ScopeStrongly correlated metals, alloys, oxides, their surfaces, interfaces and heterostructures continue to be very creative and active research themes in condensed matter physics. These fields are progressing very fast and continue branching into increasingly wider areas of condensed matter. This involves the spintronics including spin-orbit related effects, the topological matter, the magnetoelectric coupling, the positive magnetic anisotropy, or the multiferroicity at oxide interfaces and heterostructures.
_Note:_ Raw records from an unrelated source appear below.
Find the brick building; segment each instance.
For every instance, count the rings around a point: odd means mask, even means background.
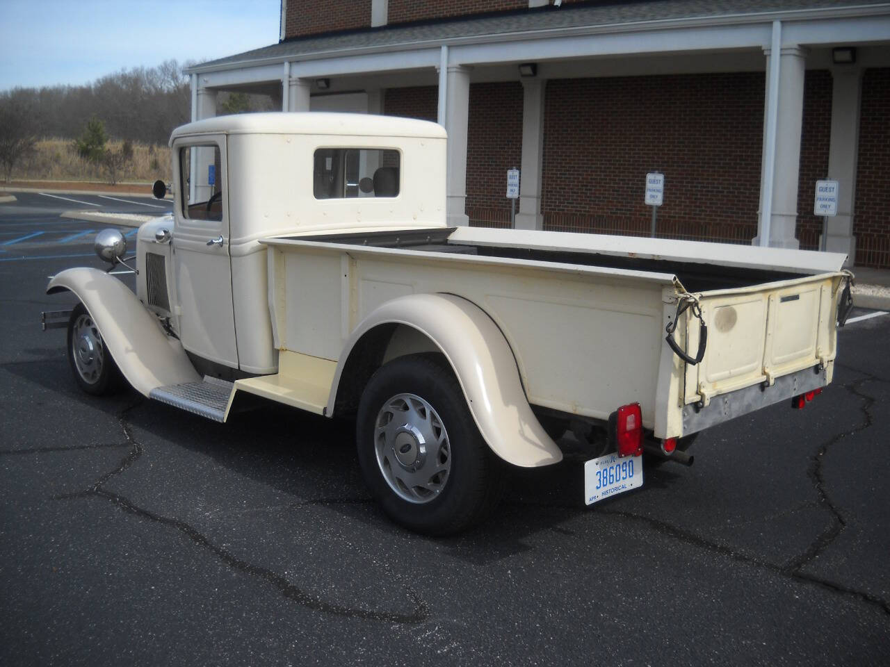
[[[775,50],[779,57],[773,58]],[[815,249],[890,268],[890,7],[877,0],[282,0],[278,44],[190,68],[283,110],[449,132],[449,220]]]

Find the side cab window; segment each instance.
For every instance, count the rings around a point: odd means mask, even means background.
[[[215,143],[179,149],[182,214],[186,220],[222,221],[222,159]]]

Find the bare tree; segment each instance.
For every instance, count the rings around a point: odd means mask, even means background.
[[[0,93],[0,165],[7,183],[15,163],[34,149],[38,127],[33,104],[27,97],[18,90]]]

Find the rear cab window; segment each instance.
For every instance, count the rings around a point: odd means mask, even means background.
[[[318,149],[313,156],[316,199],[399,196],[401,154],[392,149]]]

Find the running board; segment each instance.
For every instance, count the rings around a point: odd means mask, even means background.
[[[206,375],[200,382],[157,387],[149,398],[214,422],[225,422],[233,387],[232,382]]]

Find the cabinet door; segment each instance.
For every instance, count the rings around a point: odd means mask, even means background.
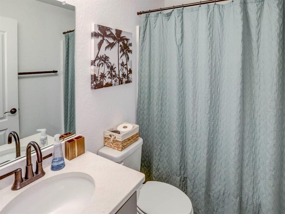
[[[116,214],[137,214],[137,192],[130,197]]]

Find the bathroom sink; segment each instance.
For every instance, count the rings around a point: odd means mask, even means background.
[[[31,186],[0,213],[79,213],[89,204],[95,189],[94,180],[87,174],[59,174]]]

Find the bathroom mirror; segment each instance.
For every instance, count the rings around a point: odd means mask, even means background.
[[[0,166],[30,141],[43,148],[75,133],[75,11],[56,0],[0,1]],[[19,144],[8,143],[12,131]]]

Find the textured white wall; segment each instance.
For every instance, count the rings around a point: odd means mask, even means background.
[[[74,12],[34,0],[0,1],[0,15],[18,20],[18,72],[59,72],[18,77],[21,138],[39,128],[62,133],[60,43],[74,29]]]
[[[76,128],[85,138],[86,149],[97,153],[104,146],[104,131],[123,121],[136,121],[136,26],[137,12],[162,7],[163,0],[66,0],[75,6]],[[132,32],[132,83],[90,89],[91,24],[96,23]]]

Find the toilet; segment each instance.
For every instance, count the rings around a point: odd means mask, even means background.
[[[105,146],[98,155],[140,171],[142,139],[122,151]],[[137,191],[138,214],[193,214],[189,198],[175,187],[163,182],[148,181]]]

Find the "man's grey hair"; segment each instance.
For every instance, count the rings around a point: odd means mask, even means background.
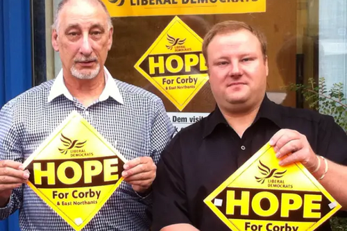
[[[58,8],[56,12],[56,16],[54,17],[54,22],[52,25],[52,28],[56,29],[57,32],[59,31],[59,16],[61,12],[61,10],[64,6],[69,1],[71,0],[62,0],[58,4]],[[78,0],[81,1],[81,0]],[[106,14],[108,15],[108,29],[111,28],[113,27],[112,24],[112,20],[111,20],[111,16],[110,15],[110,13],[108,12],[108,10],[106,8],[106,6],[103,3],[103,2],[101,0],[88,0],[90,1],[94,1],[96,3],[99,3],[103,8]]]

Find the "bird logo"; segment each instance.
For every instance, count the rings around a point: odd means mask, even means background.
[[[172,50],[172,48],[174,46],[175,46],[176,45],[182,45],[185,43],[185,40],[186,39],[184,39],[184,40],[180,40],[180,38],[175,38],[172,36],[170,36],[169,34],[167,34],[167,41],[169,42],[169,43],[171,44],[171,45],[166,45],[167,46],[167,48],[169,49],[169,50]]]
[[[258,165],[258,169],[260,171],[260,173],[262,173],[264,176],[260,178],[255,176],[255,180],[257,180],[257,182],[260,182],[260,184],[263,184],[265,181],[265,179],[269,178],[271,177],[280,178],[285,175],[285,172],[287,171],[287,170],[283,171],[278,171],[278,169],[270,169],[267,166],[262,163],[260,160],[259,161],[259,163],[260,165]]]
[[[117,3],[118,0],[108,0],[108,1],[110,1],[111,3]],[[117,6],[123,6],[123,4],[124,4],[124,0],[121,0],[119,1],[119,3],[117,5]]]
[[[61,134],[62,137],[60,138],[61,142],[62,142],[62,145],[65,147],[63,148],[58,148],[60,153],[66,155],[67,151],[73,148],[81,148],[85,146],[86,140],[83,142],[78,142],[78,139],[75,139],[74,141],[65,137],[62,133]]]

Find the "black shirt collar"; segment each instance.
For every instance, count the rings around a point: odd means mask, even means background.
[[[275,123],[279,128],[282,128],[282,121],[281,121],[281,105],[278,105],[276,103],[272,102],[267,98],[267,96],[265,94],[262,104],[260,105],[260,108],[259,109],[259,112],[255,117],[255,119],[254,120],[252,124],[254,124],[256,121],[257,121],[260,118],[267,119],[272,122]],[[225,124],[228,125],[228,122],[226,119],[221,114],[221,112],[218,108],[218,105],[216,105],[216,108],[206,118],[206,123],[203,129],[203,137],[205,138],[209,135],[210,135],[216,128],[216,127],[219,124]]]

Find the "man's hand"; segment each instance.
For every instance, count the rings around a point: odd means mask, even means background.
[[[141,157],[126,162],[121,176],[137,193],[146,193],[155,178],[157,166],[152,158]]]
[[[270,139],[276,157],[282,158],[280,165],[301,162],[308,171],[312,172],[318,166],[318,159],[304,135],[290,129],[281,129]],[[285,156],[287,155],[287,156]]]
[[[22,163],[12,160],[0,161],[0,207],[6,205],[13,189],[28,181],[29,174],[24,170]]]

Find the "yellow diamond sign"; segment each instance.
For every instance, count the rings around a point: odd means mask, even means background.
[[[76,230],[94,217],[123,180],[126,159],[72,112],[24,162],[28,185]]]
[[[311,231],[341,205],[300,163],[266,144],[205,200],[232,230]]]
[[[135,68],[183,110],[208,80],[202,43],[175,17]]]

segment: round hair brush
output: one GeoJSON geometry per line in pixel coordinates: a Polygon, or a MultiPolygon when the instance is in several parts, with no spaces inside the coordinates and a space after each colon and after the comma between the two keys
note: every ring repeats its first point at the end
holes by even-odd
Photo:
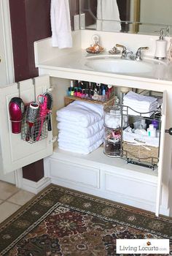
{"type": "Polygon", "coordinates": [[[38,118],[39,112],[39,108],[37,102],[31,102],[27,107],[26,124],[28,124],[28,132],[26,137],[26,141],[28,141],[34,135],[34,124],[38,118]]]}
{"type": "Polygon", "coordinates": [[[50,110],[52,108],[52,96],[49,91],[46,91],[43,94],[44,96],[46,96],[47,98],[47,110],[49,110],[48,112],[48,131],[52,130],[52,127],[51,127],[51,115],[50,115],[50,110]]]}

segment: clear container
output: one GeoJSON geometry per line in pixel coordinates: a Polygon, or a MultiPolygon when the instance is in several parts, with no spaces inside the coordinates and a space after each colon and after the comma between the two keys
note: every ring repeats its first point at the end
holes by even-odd
{"type": "Polygon", "coordinates": [[[104,108],[104,154],[111,157],[120,157],[122,139],[122,108],[120,105],[104,108]]]}

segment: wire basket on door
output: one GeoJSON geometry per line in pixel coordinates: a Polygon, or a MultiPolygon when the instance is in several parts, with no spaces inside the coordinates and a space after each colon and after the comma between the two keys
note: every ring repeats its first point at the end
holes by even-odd
{"type": "Polygon", "coordinates": [[[44,140],[47,138],[47,127],[50,114],[38,117],[34,123],[28,122],[26,115],[22,121],[21,138],[30,144],[44,140]]]}

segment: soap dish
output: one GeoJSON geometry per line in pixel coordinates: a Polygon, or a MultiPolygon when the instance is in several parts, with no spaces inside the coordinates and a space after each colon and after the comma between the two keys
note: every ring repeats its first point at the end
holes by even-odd
{"type": "MultiPolygon", "coordinates": [[[[98,45],[99,46],[99,45],[98,45]]],[[[90,46],[86,49],[87,53],[91,54],[98,54],[104,51],[104,48],[102,47],[98,47],[98,48],[95,48],[95,45],[90,46]]]]}
{"type": "Polygon", "coordinates": [[[99,37],[97,34],[94,34],[92,37],[93,45],[91,45],[86,49],[87,53],[91,54],[98,54],[103,53],[104,48],[99,45],[99,37]]]}
{"type": "Polygon", "coordinates": [[[109,53],[110,54],[120,54],[120,50],[118,50],[115,46],[113,47],[113,48],[112,50],[109,50],[109,53]]]}

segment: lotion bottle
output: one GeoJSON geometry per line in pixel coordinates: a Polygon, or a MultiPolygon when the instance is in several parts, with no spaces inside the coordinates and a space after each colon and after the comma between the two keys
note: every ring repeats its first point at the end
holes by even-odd
{"type": "Polygon", "coordinates": [[[164,39],[163,29],[160,30],[160,39],[156,41],[155,59],[165,59],[167,55],[167,41],[164,39]]]}
{"type": "Polygon", "coordinates": [[[153,124],[149,124],[149,127],[147,128],[147,135],[149,137],[156,137],[156,129],[153,124]]]}

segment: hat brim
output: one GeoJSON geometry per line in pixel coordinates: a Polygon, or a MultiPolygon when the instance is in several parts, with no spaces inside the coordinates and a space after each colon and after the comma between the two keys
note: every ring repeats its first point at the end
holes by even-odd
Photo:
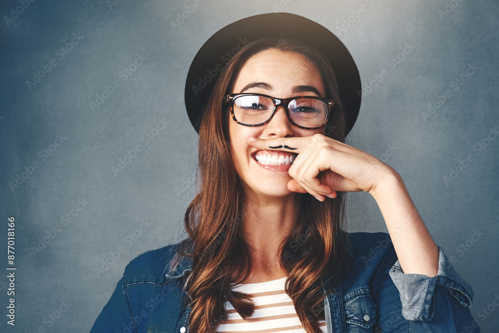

It is widely recognized that the first-principles based calculations of strongly correlated materials are important for understanding their physical and chemical properties. The quantitative materials theory makes remarkable impact on the modern technology. This workshop aims to disseminate the present knowledge in this rich and vivid field. We invite both theoreticians and experimentalists to discuss development and applications of the correlated band methods based on a combination of the density functional theory and the dynamical mean field theory. Apart from the talks, there will be time for individual discussions between the participants.
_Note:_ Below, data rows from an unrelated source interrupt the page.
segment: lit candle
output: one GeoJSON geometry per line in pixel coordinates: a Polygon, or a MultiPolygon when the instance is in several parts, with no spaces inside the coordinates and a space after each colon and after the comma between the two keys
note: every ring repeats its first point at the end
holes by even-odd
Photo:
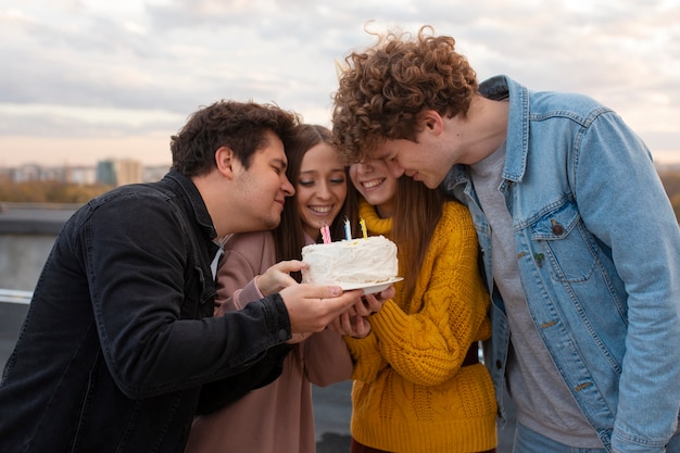
{"type": "Polygon", "coordinates": [[[324,240],[324,243],[330,243],[330,228],[328,225],[324,225],[322,227],[322,239],[324,240]]]}
{"type": "Polygon", "coordinates": [[[352,240],[352,227],[349,218],[344,219],[344,236],[348,240],[352,240]]]}

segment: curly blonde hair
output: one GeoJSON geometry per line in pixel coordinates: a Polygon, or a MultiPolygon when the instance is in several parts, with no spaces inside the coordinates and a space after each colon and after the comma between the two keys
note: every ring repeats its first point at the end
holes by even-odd
{"type": "Polygon", "coordinates": [[[424,110],[465,115],[478,90],[477,74],[450,36],[425,25],[410,33],[368,32],[377,42],[352,52],[333,96],[333,142],[348,162],[369,154],[383,139],[416,141],[424,110]]]}

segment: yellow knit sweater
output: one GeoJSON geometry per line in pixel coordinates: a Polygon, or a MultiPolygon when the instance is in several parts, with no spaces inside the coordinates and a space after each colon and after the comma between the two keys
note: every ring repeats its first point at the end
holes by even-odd
{"type": "MultiPolygon", "coordinates": [[[[364,200],[367,229],[389,237],[364,200]]],[[[347,338],[355,361],[352,436],[390,452],[480,452],[496,445],[495,399],[482,364],[462,367],[491,335],[489,295],[477,267],[470,215],[446,202],[412,300],[396,295],[370,316],[365,339],[347,338]]]]}

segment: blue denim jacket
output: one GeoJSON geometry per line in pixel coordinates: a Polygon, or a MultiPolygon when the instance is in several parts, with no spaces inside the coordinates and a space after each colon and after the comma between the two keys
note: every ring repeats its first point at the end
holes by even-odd
{"type": "Polygon", "coordinates": [[[180,453],[201,397],[214,410],[278,376],[286,306],[212,317],[214,237],[176,172],[72,216],[0,383],[0,452],[180,453]]]}
{"type": "MultiPolygon", "coordinates": [[[[508,77],[500,191],[536,327],[581,411],[617,453],[663,452],[680,410],[680,228],[644,143],[592,99],[508,77]]],[[[511,332],[493,287],[491,237],[467,168],[442,188],[468,205],[492,293],[487,344],[501,417],[511,332]]]]}

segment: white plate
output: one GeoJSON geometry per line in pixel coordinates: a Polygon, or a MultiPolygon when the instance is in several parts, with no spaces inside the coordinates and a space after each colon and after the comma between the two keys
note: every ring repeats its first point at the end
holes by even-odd
{"type": "Polygon", "coordinates": [[[381,281],[379,284],[340,284],[340,288],[342,288],[343,291],[349,291],[351,289],[363,289],[364,294],[373,294],[374,292],[383,291],[388,289],[392,284],[401,280],[403,280],[402,277],[396,277],[387,281],[381,281]]]}

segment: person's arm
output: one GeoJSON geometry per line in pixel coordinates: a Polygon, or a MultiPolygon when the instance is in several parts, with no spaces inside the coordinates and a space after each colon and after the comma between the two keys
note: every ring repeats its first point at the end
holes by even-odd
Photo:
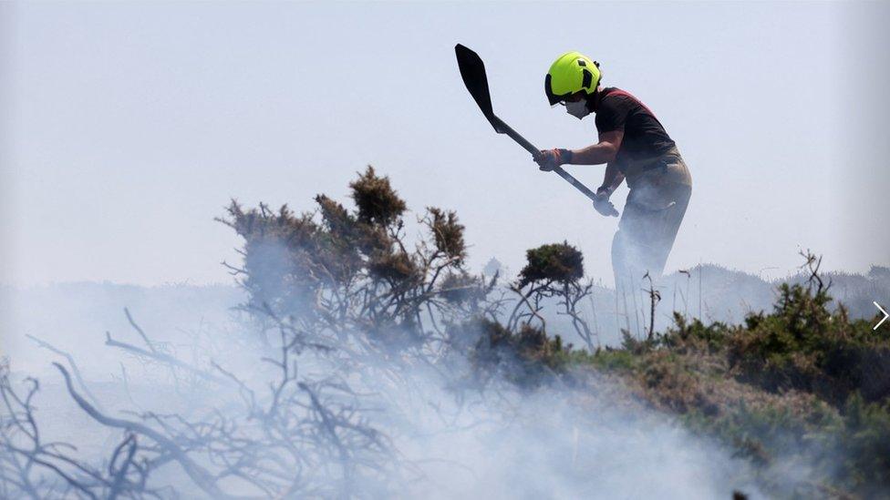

Special attention will be given to:
- Interplay of strong electron correlations with spin-orbit related phenomena and with the effects of symmetry breaking due to the presence of surfaces and interfaces. Calculations of the magnetic anisotropy in strongly correlated d- and f-based materials and nanostructures.
- Role of electron correlations in quantitative modelling of STM/STS, XMCD and RIXS/RXES spectra of d- and f-based materials and nanostructures.
- Applications of the correlated band theory to transport phenomena such as the spin-Hall effect, spin lifetime, spin-transfer torque, and spin-dynamics.